It’s less certain why this is happening, but the events are consistent with global climate change, according to OSU.
“There have always been unusual weather events, such as hurricanes, droughts, and changes in wind patterns,” said Jack Barth, OSU professor of physical oceanography. “So it’s difficult to prove that any one event is caused by global warming. Having said that, we expect global warming to generally cause stronger and more persistent winds. These winds contribute to the hypoxic events by increasing plankton production and holding low-oxygen water on the continental shelf for longer periods.”
“At this point, I’d be surprised if this trend towards hypoxic events didn’t continue,” said Barth.
Francis Chan, a marine ecologist with OSU, conducted a survey of all known records of oxygen levels on the Oregon continental shelf over the last 60 years, with measurements taken by research cruises and ocean-going vessels from more than 3,000 stations.

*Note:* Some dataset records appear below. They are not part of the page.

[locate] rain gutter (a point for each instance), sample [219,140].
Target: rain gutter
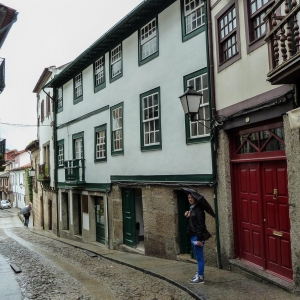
[213,131]
[55,159]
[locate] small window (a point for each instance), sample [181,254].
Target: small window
[116,63]
[100,143]
[99,74]
[256,27]
[78,91]
[59,100]
[199,130]
[148,41]
[117,129]
[60,153]
[228,35]
[42,111]
[193,17]
[150,120]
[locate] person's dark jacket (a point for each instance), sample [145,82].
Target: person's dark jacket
[196,226]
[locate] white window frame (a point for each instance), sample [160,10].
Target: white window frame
[117,128]
[99,71]
[101,144]
[204,112]
[148,39]
[116,61]
[60,155]
[149,122]
[191,9]
[78,85]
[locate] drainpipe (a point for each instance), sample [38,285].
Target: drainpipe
[213,132]
[55,158]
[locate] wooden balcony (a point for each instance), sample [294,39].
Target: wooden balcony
[282,37]
[44,174]
[75,172]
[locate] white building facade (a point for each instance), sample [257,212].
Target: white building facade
[123,145]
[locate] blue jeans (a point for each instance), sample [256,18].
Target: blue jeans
[26,221]
[199,255]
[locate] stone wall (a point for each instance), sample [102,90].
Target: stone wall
[224,200]
[292,140]
[160,217]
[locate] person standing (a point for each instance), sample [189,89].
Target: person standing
[196,228]
[27,215]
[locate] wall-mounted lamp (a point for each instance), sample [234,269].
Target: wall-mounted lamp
[191,101]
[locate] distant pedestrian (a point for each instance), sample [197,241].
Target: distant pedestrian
[26,213]
[196,229]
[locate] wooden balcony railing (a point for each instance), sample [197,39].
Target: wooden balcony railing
[74,171]
[282,36]
[44,174]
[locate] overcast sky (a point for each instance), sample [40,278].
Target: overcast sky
[47,33]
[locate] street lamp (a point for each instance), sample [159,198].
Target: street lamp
[190,102]
[31,172]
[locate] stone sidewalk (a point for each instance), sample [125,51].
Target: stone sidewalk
[219,284]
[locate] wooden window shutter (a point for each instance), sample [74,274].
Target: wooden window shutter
[85,207]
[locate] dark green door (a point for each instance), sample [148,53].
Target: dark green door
[128,204]
[183,206]
[100,225]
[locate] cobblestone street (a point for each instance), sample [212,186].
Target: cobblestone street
[53,270]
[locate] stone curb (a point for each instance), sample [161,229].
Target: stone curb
[149,272]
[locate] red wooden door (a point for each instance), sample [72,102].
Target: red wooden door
[277,220]
[250,213]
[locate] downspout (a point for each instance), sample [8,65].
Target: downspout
[213,132]
[55,158]
[106,216]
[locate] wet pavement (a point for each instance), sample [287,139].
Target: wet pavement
[56,268]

“The data make it pretty clear that the recent conditions are unprecedented during any period that has been measured,” Chan said. “We’re now seeing very low-oxygen water, lasting for long periods, and closer to shore than at any time in more than 50 years.”

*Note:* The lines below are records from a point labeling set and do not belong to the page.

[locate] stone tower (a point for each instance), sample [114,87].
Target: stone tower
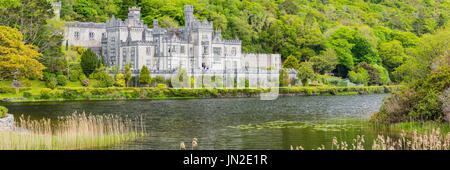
[56,8]
[134,13]
[188,15]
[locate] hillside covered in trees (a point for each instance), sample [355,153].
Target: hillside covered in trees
[381,32]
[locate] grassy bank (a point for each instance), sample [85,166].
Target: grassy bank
[78,131]
[116,93]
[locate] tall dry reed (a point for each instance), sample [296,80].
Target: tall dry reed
[432,141]
[77,131]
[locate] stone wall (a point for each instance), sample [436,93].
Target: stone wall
[7,123]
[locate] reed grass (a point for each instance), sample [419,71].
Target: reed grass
[74,132]
[418,141]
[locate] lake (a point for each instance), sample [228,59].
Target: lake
[232,123]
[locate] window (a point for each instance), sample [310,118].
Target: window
[133,51]
[124,58]
[77,35]
[182,49]
[91,35]
[148,51]
[217,51]
[205,50]
[148,63]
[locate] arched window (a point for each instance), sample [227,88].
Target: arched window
[76,35]
[91,35]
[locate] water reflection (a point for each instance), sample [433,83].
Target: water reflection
[170,121]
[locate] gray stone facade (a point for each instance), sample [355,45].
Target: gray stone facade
[196,47]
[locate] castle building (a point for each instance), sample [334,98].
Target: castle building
[196,47]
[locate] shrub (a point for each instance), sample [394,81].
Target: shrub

That period included several El Nino and La Nina events and shifts in the Pacific Decadal Oscillation, all potential factors in near-term climate trends. However, none of these appeared to have any correlation to the hypoxic events.

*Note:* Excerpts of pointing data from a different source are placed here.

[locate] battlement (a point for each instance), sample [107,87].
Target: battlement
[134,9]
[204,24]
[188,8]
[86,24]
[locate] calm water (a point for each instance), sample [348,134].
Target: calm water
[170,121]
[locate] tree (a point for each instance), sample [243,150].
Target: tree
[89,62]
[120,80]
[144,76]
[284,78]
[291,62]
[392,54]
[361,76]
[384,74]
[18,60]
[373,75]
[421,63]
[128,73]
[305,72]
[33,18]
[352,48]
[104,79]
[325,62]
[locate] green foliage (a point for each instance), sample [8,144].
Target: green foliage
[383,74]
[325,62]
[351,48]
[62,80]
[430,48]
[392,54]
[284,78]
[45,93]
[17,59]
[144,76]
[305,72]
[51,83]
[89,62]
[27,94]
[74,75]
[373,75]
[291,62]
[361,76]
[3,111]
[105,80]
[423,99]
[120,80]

Hypoxic conditions in ocean waters — often called “dead zones” — are usually associated with serious nitrate loads or other nutrient pollution, such as in the Gulf of Mexico or Chesapeake Bay. Pollution-caused hypoxic zones are found with much less frequency in regions where significant upwelling occurs — a process that is usually beneficial to productive marine food webs.
“Coastal upwelling ecosystems occupy only about 1 percent of the ocean surface area, but they produce about 20 percent of global fishery production,” said Lubchenco. “These areas have historically been highly productive. The appearance or increase in severity of hypoxia in these ecosystems would be cause for concern.”